In the closed-but-cheap tier, Cursor’s Composer 2.5 (Kimi-based, Cursor-only) is the headline. shadcn: “done before I even tab over to preview.” On CursorBench it benchmarks near frontier-adjacent at roughly $1 to $2 per task, against ~$11 for Opus and ~$4 for GPT-5.5 extra-high. bycloud’s breakdown of Kimi K2.5 is the underrated piece: Moonshot continually trained K2 at pretraining scale (15T tokens on top of the original 15T, versus DeepSeek V3.1’s sub-1T). “Continue training an old base” is now a credible path to a new frontier cheaply.

Why it matters: open-weights at this perf-per-dollar is the natural hedge against the cost reckoning. The experiment to run this week: a workhorse model (Composer 2.5, Gemini 3.5 Flash, Qwen 3.6 35B-A3B locally) on the easy 80% of tasks, reserve Opus 4.8 for the hard 20%.

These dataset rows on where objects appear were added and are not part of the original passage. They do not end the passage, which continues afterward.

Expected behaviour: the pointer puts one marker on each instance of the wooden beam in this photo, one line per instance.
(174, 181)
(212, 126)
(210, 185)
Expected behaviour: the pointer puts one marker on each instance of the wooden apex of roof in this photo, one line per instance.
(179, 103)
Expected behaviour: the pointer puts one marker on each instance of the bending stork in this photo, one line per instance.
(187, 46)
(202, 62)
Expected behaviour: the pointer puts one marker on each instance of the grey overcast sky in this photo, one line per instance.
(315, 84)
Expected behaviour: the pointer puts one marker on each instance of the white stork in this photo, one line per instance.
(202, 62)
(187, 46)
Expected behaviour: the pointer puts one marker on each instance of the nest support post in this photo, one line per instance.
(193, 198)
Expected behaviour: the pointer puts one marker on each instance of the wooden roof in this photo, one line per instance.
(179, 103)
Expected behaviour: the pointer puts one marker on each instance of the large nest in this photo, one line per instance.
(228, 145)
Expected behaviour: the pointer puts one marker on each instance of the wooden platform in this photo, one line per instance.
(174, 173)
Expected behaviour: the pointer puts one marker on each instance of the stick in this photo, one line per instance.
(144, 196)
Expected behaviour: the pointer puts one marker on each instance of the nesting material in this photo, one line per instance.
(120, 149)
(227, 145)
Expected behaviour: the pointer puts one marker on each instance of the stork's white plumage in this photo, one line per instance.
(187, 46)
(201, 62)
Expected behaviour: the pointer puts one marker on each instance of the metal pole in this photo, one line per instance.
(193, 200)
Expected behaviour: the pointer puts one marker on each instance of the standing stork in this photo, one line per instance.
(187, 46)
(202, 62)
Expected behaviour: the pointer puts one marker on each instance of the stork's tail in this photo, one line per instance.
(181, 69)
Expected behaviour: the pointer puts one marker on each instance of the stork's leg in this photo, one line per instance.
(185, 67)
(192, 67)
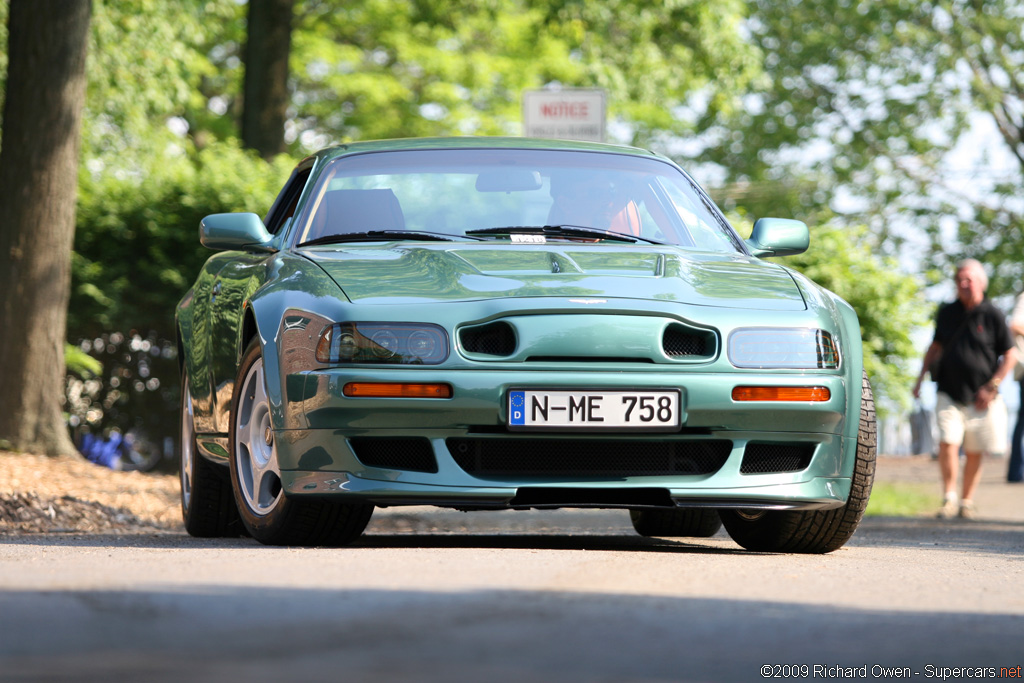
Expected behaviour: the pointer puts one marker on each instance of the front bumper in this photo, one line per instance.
(317, 457)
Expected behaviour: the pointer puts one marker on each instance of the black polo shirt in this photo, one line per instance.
(972, 343)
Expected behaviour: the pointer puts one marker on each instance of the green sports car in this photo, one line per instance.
(489, 324)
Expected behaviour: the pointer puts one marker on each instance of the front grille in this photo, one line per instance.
(769, 458)
(681, 342)
(494, 339)
(588, 458)
(402, 453)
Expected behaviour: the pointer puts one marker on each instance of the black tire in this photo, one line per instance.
(271, 517)
(814, 530)
(695, 522)
(207, 505)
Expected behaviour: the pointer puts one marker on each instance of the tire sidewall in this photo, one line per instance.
(263, 527)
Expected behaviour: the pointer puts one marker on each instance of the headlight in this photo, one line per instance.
(782, 347)
(392, 343)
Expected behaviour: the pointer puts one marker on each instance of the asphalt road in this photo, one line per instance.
(510, 596)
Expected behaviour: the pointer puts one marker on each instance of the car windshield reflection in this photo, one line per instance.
(459, 194)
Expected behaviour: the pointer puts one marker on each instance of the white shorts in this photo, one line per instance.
(979, 431)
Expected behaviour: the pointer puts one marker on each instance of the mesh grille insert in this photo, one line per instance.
(592, 458)
(680, 342)
(767, 458)
(495, 339)
(409, 453)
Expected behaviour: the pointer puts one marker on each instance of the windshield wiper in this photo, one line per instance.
(379, 236)
(563, 231)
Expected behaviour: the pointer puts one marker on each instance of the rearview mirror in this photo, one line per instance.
(508, 180)
(224, 231)
(778, 237)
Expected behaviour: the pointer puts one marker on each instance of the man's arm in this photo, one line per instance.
(990, 389)
(931, 355)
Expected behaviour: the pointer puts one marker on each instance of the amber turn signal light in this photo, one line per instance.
(396, 390)
(781, 393)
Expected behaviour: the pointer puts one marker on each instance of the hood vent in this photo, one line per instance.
(684, 343)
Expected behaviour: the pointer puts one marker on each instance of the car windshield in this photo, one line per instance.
(518, 196)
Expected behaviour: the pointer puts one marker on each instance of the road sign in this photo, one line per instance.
(568, 114)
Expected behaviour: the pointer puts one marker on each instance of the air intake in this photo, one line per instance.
(402, 453)
(773, 458)
(587, 458)
(680, 342)
(495, 339)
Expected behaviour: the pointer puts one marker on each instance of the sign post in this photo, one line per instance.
(569, 114)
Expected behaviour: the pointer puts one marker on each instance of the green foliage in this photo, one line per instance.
(859, 110)
(383, 69)
(889, 303)
(136, 248)
(902, 500)
(81, 364)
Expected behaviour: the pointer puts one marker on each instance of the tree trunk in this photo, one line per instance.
(39, 156)
(265, 98)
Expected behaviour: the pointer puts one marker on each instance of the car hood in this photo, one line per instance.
(403, 273)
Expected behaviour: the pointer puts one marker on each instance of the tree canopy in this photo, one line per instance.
(843, 115)
(868, 113)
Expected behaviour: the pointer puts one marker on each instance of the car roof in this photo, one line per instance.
(478, 142)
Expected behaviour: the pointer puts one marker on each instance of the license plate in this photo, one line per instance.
(594, 410)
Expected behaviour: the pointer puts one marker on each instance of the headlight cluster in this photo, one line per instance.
(392, 343)
(783, 347)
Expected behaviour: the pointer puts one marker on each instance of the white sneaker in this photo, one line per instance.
(948, 510)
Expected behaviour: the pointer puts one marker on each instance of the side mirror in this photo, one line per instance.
(778, 237)
(224, 231)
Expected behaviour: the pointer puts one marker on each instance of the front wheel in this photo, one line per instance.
(814, 530)
(207, 507)
(270, 516)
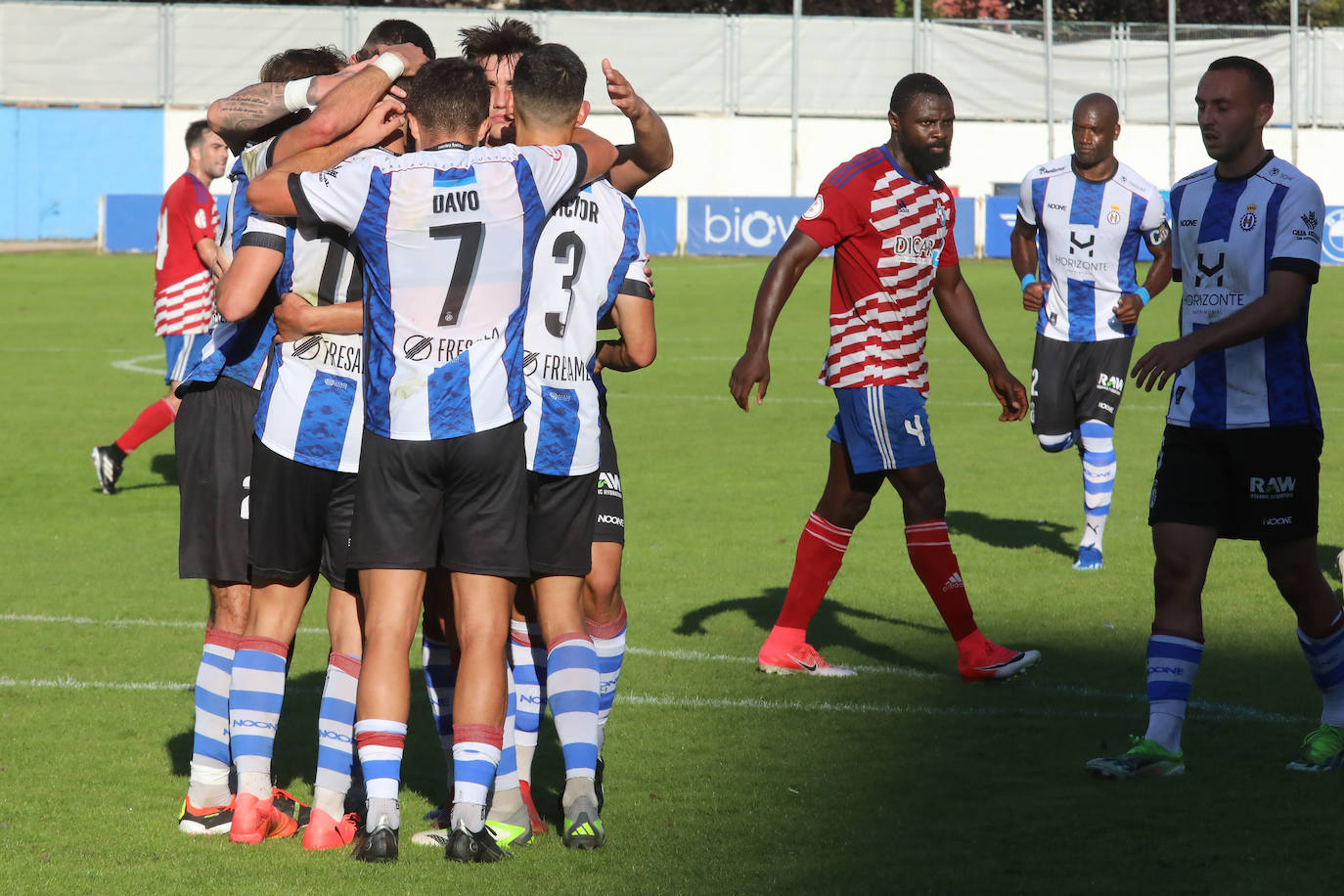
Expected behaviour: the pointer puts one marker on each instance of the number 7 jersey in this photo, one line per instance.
(592, 250)
(446, 237)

Agentic enterprise revenue lands, and Robinhood is the canary

For two years “the agentic enterprise” has been a slide. This week it became a line on an earnings call. Salesforce reported Q1 FY27 with Agentforce ARR at $1.2B, up 205% year over year, 3.8B “Agentic Work Units” delivered, the Agentforce-plus-Data 360 bundle approaching $3.4B ARR. The phrase “agentic work unit” is the tell: incumbents are racing to meter agents the way they once metered seats. Cognition (maker of Devin) raised $1B+ at roughly $26B post-money (more than double the $10.2B from eight months ago) with $492M annualized revenue, enterprise usage up 50% month over month for six straight months, and a customer list reading Mercedes-Benz, NASA, Goldman Sachs, Santander. Snowflake signed a $6B five-year AWS commitment skewed toward Graviton Arm CPUs and AI accelerators, with the CEO declaring “the era of the agentic enterprise.”

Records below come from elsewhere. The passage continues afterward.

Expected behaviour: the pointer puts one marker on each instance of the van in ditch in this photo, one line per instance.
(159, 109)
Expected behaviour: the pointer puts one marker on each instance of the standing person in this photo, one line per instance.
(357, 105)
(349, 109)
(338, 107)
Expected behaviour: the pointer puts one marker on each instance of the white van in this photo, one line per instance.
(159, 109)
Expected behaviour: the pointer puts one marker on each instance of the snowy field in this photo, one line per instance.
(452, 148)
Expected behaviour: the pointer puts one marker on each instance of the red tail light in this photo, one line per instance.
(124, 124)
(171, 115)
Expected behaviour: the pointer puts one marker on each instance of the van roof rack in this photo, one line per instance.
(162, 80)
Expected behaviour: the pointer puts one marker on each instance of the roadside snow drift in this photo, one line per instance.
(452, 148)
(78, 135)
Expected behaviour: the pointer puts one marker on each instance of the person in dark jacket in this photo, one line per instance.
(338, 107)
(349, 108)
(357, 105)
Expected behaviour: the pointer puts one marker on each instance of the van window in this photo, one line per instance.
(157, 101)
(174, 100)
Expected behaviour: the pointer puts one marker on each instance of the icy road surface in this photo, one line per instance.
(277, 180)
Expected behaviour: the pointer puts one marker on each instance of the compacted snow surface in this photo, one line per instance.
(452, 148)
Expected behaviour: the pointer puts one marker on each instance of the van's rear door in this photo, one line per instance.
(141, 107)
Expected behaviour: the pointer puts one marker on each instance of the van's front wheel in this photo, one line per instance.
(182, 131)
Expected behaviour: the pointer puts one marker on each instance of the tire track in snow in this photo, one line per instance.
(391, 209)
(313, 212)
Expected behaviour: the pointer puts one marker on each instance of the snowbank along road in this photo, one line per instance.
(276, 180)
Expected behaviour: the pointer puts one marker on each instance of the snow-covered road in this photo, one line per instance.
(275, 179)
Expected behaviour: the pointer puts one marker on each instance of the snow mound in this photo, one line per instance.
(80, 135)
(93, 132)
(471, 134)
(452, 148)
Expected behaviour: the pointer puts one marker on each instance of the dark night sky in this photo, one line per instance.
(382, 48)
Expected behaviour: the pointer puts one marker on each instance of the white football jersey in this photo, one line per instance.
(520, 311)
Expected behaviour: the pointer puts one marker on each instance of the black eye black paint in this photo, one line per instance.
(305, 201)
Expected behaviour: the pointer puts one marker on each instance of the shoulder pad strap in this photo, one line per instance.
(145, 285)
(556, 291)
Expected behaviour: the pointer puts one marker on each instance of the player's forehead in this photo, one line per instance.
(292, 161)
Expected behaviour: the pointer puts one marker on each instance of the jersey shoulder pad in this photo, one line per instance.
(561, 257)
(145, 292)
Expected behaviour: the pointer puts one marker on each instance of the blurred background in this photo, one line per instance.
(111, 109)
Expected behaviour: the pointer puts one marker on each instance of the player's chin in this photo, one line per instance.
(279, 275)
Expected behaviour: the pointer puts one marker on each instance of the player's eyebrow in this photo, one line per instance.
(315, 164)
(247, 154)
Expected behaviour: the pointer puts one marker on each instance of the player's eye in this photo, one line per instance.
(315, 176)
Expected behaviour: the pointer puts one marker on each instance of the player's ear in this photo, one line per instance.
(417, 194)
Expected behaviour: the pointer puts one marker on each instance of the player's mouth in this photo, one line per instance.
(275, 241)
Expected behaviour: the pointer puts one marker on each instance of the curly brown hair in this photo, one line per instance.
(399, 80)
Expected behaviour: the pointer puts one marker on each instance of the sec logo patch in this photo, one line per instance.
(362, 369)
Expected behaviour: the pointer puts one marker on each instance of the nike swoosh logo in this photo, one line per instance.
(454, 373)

The more instructive item is Robinhood opening agentic trading to its 27M customers. You spin up a separate agent account with a dedicated wallet, agents read your portfolio and place orders only against the pre-loaded balance, all through Robinhood’s own MCP service. Some trades require human approval. Google’s Agent Payments Protocol (AP2) lands the same payment-with-explicit-boundaries pattern at the spec layer.

Why it matters: MCP in production at consumer scale with real money on the line, far more useful as a design reference than the next protocol draft. The “dedicated wallet plus human approval gate” pattern is exactly the guardrail design every serious builder keeps re-inventing. Lift it directly.

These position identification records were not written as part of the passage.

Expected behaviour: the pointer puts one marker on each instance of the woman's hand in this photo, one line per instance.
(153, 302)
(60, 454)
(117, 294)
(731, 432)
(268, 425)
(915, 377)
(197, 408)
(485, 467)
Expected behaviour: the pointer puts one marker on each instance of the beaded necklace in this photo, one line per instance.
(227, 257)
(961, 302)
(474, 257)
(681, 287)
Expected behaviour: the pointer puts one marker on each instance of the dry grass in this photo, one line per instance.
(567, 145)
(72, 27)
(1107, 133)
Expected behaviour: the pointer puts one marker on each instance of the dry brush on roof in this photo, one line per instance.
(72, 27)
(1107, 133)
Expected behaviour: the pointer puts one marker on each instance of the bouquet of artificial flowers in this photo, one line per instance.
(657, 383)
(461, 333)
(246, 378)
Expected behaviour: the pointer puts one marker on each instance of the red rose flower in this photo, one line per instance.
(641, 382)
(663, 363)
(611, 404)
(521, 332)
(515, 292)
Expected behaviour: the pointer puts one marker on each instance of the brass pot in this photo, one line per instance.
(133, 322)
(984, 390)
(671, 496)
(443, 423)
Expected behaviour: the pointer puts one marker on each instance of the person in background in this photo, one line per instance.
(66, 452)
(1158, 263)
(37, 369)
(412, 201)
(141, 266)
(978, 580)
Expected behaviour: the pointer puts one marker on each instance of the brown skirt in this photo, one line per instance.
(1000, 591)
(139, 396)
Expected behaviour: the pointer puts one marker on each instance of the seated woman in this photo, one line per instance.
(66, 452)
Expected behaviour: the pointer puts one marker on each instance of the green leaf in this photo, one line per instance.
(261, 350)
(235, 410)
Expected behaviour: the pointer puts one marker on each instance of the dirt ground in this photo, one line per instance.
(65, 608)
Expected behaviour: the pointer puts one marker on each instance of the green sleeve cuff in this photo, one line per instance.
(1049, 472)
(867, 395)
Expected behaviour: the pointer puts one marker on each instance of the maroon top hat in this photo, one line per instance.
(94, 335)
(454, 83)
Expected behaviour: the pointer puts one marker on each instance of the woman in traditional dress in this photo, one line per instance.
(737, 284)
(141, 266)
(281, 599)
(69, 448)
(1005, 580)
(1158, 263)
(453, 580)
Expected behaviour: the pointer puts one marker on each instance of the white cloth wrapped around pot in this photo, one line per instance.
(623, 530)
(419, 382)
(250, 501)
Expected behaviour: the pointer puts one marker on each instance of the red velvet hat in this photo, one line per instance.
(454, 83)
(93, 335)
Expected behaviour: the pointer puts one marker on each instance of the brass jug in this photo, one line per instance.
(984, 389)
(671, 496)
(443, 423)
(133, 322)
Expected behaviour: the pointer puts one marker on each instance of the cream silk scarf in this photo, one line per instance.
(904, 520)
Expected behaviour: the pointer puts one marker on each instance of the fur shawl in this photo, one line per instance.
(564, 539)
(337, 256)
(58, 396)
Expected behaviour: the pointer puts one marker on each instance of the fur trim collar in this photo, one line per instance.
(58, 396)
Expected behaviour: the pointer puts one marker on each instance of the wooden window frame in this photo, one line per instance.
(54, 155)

“MCP is dead?” tops HN while the ecosystem hits 14,000 servers

The provocateur post of the week was quandri.io’s “MCP is dead?” at 383 points on HN. The argument: as models get better at direct tool-calling and code execution, a dedicated protocol layer may be solving a shrinking problem. The counter-evidence was loud the same week. The MCP ecosystem crossed 14,000 servers, governance moved under the Linux Foundation’s AAIF, AWS shipped 60+ first-party servers (the AWS MCP Server hit GA with IAM guardrails and CloudTrail logging), and Anthropic released MCP tunnels (private servers reachable over one outbound encrypted connection, no inbound firewall rules) plus self-hosted sandboxes. The 2026-07-28 spec release candidate is locked: stateless core, Extensions, Tasks, MCP Apps, auth hardening, formal deprecation policy.

Why it matters: “dead vs standard” is the call you face on every new integration. Dedicated MCP server with discoverability and OAuth gating, or a tight purpose-built script the model code-executes? The right answer depends on whether the surface needs to be reusable across agents or a single private workflow.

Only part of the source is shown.